'Bending the Cost Curve' by Tackling Overuse of Diagnostic Imaging
Bruce Siegel, director of the Robert Wood Johnson Foundation’s Aligning Forces for Quality initiative and the RWJF legacy program, Expecting Success: Excellence in Cardiac Care, examines how some communities are using evidence-based guidelines to rein in a conspicuous source of health care overspending. This post is part of our continuing effort to shine a light on local laboratories of health care reform.
If you look closely in Aligning Forces for Quality communities, you can see how local laboratories are grappling with some of the most vexing delivery issues in health care. And there is probably no more vexing issue than overuse of health services—an issue that has figured prominently in the health care debate as Congress and the president wrestled with the question of how best to control costs.
Dartmouth researchers have estimated that as much as 30 percent of health care spending is for care that doesn’t improve people’s health—and don’t just take their word for it. Thompson Reuters came out with a new study last October attesting to the reasonableness of this estimate.

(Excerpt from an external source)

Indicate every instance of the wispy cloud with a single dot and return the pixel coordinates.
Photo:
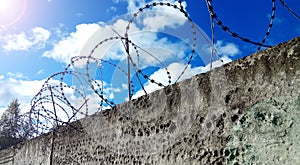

Diagnostic imaging, especially when it involves lower-back pain, is one case drawing the attention of overuse detectives. Lower-back pain is the fifth-most-common reason Americans see a doctor, and the common use of expensive imaging technology to diagnose it has become controversial. For more than a decade, guidelines for treating lower-back pain have recommend delaying imaging use for most patients because their backs typically get better, and their pain often subsides, within a month. A recent study published in Health Affairs took a look at the relationship between the supply of MRI machines, and their use for lower-back pain. Surprise, surprise: The researchers found “a clear relationship between MRI availability and MRI use for low back pain patients.”
The areas with the largest growth in MRI availability also had the fastest-growing Medicare bills for imaging. Little wonder. At $2 million a pop, if you buy an MRI machine you either use it maximally or take a bath on the investment.
The Puget Sound Health Alliance in Seattle is trying to work both sides of the equation—doctors and patients. The Community Checkup, the name of the Alliance’s public report, scores practices on how often imaging is deployed for new lower-back pain patients—the fewer the scans, the higher the score.
Its Web site explains to potentially antsy patients that they should wait at least six weeks before having an X-ray, MRI or CT scan, much less injections or surgery, unless there is a red flag. And it urges doctors to use an imaging checklist to talk with patients about whether X-rays, MRIs or CT scans are needed.
In Minnesota, a broader look at imaging is under way. To combat overuse, several insurers had set up prior-notification programs for imaging tests that left both doctors and patients frustrated. The Institute for Clinical Systems Improvement stepped into the breach, and working with six medical groups developed protocols based on national guidelines for use.
HealthPartners, the Bloomington, Minnesota-based health plan, estimates it saved almost $6 million in 2008—double what it saved the year before—by requiring its doctors to consult the guidelines. The consultation is easy: The guidelines simply pop up on the computer screen when doctors order tests. The health plan agreed to leave the ultimate decision to its 600 doctors—once they have consulted the guidelines.
Meanwhile, Minnesota Community Measurement is now developing composite measure to report on imaging use at the clinic level. And the way it describes its effort says everything about the new language of local reform: “Use the power of measurement and transparency to accelerate and promote appropriate use of high-technology diagnostic imaging.”
It’s an affordable solution that communities around the country can easily replicate to solve a glaring, national problem.